QuickMap also offers a 3D view reconstructed from LOLA (LRO Laser Altimeter) data. It provides an extended sense of terrain shape, but like this pipeline, it presents topography within a limited scope — it is not full, precise photogrammetry.
What Else Could Be Extracted
The main limiting premise of this project is a single image from a single angle. If two or more images of the same area were available at comparable resolution and different illumination angles, the analytical possibilities grow significantly:
Traversability assessment — identifying terrain with minimal slope and few boulders, useful for planning rover routes.
Regolith thickness estimation — boulder shadows and their relationship to the surrounding area may indicate the depth of the loose surface layer.
Rock formation analysis — the distribution and morphology of boulders under different illumination angles allows for preliminary lithological classification.
All of this is still research territory, not a ready-made tool.
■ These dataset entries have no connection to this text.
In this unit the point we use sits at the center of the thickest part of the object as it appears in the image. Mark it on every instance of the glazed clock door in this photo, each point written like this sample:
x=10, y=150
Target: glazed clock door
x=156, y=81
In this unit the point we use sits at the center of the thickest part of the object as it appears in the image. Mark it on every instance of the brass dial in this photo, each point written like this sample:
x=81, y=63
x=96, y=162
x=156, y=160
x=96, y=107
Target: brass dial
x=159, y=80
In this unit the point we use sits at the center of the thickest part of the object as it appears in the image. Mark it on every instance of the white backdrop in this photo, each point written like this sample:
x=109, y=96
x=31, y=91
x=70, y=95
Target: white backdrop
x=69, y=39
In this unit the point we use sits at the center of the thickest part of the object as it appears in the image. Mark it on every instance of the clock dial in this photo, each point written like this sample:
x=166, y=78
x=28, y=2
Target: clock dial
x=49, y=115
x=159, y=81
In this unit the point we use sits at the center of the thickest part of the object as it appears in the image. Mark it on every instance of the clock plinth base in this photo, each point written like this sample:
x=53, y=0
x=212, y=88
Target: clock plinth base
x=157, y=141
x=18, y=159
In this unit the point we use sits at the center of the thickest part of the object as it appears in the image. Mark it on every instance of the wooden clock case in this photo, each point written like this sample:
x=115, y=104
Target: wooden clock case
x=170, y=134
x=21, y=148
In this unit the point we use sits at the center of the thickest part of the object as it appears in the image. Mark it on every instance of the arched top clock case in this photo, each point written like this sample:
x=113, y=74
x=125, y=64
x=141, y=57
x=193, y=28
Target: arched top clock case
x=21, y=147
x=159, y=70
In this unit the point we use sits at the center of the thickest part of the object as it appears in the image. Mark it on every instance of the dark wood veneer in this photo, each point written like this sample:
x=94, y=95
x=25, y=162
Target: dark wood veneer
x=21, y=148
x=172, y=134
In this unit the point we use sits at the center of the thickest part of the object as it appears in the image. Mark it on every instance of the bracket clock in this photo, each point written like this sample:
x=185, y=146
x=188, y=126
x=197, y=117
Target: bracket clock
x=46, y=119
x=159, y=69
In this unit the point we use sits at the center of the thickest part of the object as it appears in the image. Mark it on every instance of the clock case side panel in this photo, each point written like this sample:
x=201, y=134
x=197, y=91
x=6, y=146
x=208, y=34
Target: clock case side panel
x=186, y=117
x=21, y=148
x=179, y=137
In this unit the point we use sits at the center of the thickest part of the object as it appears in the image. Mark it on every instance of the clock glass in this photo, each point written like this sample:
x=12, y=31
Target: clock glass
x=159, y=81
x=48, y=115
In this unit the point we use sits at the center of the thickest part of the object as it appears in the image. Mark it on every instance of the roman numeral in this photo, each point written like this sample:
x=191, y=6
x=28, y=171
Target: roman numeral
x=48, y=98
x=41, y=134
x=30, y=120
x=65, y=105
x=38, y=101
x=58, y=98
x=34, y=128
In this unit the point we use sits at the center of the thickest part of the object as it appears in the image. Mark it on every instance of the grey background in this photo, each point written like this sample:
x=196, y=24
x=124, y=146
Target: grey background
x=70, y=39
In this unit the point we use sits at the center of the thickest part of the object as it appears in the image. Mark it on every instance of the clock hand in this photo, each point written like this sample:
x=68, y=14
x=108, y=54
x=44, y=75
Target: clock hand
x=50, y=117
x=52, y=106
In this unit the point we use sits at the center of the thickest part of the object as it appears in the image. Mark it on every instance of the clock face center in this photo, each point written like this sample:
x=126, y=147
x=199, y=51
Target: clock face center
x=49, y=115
But the starting point is exceptionally good: the data is public, free, and of the highest possible quality.
Code and License
The Python code (~1,600 lines, no external AI frameworks) uses only: numpy, opencv-python, scipy, matplotlib
The source code is publicly available on GitHub: github.com/MarcinSFox/Lunar_2.5D
All steps are explicit and documented. Each stage generates its own diagnostic image, making it possible to understand where the pipeline works well and where it fails.
Test data: sample lunar region (~7.63°N, 6.53°E), LROC NAC image from QuickMap, scale ~1 m/px.
I treat this project as a research experiment and a learning tool. The results are hypotheses about terrain shape, not measurements. The project’s value lies in the transparency of the method and the explicit modeling of uncertainty — not in the accuracy of the results.